EXP #001 Nt Nt Q-01 · Building RAG from Scratch · step 1 ✓ Achievement

Vector Spaces & Cosine Similarity: The Math Behind Dense Retrieval

Why two texts can mean the same thing without sharing a single word — and how a dot product turns that intuition into a retrieval engine.

2026-05-23 5 MIN READ COMPLETE

HYPOTHESIS

H₀

H₀ Semantic similarity between texts can be captured as geometric proximity in high-dimensional space, making cosine similarity a principled and interpretable retrieval signal.

METHOD

Worked through the math of vector embeddings, cosine similarity, and dense retrieval from first principles before writing a line of pipeline code. The goal: understand why each piece exists and what breaks if you remove it — not just how to call the API.

Tested understanding with three concrete questions at the end. This is the first entry in the Building RAG from Scratch quest — every concept gets its own note before it shows up in code.

OBSERVATIONS

01A language model maps text → a list of ~1,500 numbers (a vector). Semantically similar texts land near each other because the model was trained on millions of sentence pairs to pull similar meanings toward the same region.
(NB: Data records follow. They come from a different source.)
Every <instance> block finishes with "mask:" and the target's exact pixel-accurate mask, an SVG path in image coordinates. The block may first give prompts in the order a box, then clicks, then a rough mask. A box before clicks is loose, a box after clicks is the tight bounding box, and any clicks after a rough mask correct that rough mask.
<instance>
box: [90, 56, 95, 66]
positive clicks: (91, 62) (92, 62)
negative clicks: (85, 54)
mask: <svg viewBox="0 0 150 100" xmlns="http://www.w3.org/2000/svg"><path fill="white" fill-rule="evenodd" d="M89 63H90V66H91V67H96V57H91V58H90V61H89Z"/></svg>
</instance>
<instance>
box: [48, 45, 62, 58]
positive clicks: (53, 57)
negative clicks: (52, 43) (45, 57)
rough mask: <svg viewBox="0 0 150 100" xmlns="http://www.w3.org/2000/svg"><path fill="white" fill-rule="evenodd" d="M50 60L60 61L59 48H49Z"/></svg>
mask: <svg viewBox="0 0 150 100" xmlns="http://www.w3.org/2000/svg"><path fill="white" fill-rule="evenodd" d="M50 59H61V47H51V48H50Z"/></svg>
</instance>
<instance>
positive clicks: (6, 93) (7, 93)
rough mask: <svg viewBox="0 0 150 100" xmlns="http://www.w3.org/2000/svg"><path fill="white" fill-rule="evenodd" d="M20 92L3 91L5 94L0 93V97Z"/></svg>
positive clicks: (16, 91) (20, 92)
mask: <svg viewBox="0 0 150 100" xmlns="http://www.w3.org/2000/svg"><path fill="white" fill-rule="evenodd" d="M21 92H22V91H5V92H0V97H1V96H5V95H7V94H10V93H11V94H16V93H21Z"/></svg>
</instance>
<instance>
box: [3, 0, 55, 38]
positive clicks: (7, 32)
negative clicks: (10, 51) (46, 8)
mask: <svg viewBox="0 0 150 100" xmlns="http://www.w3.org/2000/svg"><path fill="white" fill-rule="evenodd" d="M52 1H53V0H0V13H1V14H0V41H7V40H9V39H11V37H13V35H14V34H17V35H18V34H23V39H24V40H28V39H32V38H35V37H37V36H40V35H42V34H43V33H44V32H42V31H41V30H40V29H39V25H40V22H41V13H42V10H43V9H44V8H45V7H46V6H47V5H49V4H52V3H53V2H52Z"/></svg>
You never interpret individual dimensions — the direction the vector points carries the meaning.
02Cosine similarity measures the angle between two vectors, not the distance between them. This matters: a short sentence and a long paragraph covering the same topic produce vectors at different distances from the origin but pointing in the same direction.
03Vectors A=[1,0,0] and B=[0,1,0] have cosine similarity 0 — perpendicular, unrelated. The dot product is 0, and dividing by the product of magnitudes leaves 0.
04Long documents produce diluted vectors: many topics averaged together pull the vector off the query direction. A short, focused chunk points cleanly at one concept with no noise. This is the core reason chunking exists. Try the “Diluted by noise” preset below.
★Dense retrieval fails on opaque identifiers — error codes, product IDs, rare jargon — because embedding models have no semantic signal to grab. BM25 (exact token matching) fills this gap. Production retrieval is always hybrid because real query distributions contain both semantic and exact-match queries.

THE MATH

Cosine similarity between two vectors A and B:

$\text{cosine}(A, B) = \frac{A \cdot B}{\|A\| \cdot \|B\|}$

Score interpretation:

DATA TABLE n=3

Score	Geometric meaning	Semantic meaning
1.0	Same direction	Semantically identical
0.0	Perpendicular	Unrelated
-1.0	Opposite direction	Semantically opposite

In practice, most embedding models produce scores between 0–1 (no negatives) due to ReLU activations. Dense retrieval at query time is: embed the question → compute cosine similarity against every stored chunk vector → return top-k.

PLAYGROUND

interactive

Move the sliders or hit a preset. Watch the angle arc and similarity score update live. The formula panel on the left shows every step of the calculation — the same math that runs inside ChromaDB on every query.

VECTOR PLAYGROUND

Presets

▶ Vector A — "query"

A.x0.75

A.y0.55

▶ Vector B — "document chunk"

B.x0.60

B.y0.70

A · B = (0.75)(0.60) + (0.55)(0.70)
= 0.835
‖A‖ = 0.930   ‖B‖ = 0.922
cosine = 0.835 / (0.93 × 0.92)
= 0.974 — Similar

cosine similarity
0.974
13° between vectors — Similar

↑ Try “Diluted by noise” — that’s what a long document embedding looks like compared to a focused query. A and B point in vaguely the same direction, but the score drops because noise pulled B off-axis.

CONCLUSION

✓ ACHIEVEMENT

Hypothesis confirmed.

Cosine similarity over embedding vectors is a principled retrieval signal — geometric direction encodes semantic meaning in a way that’s measurable and interpretable. But the signal only holds for semantic queries. Exact-match queries (error codes, IDs, rare jargon) break it, because the embedding model has nothing to embed beyond surface tokens.

The practical conclusion: production retrieval is always hybrid. Dense handles “I don’t know the exact phrasing.” BM25 handles “I know the exact string.” Neither wins alone.

WHAT NEXT

BM25 — TF-IDF, the saturation parameters k₁ and b, and why keyword search still beats dense retrieval on specific query types. Then: how to merge both signals with Reciprocal Rank Fusion.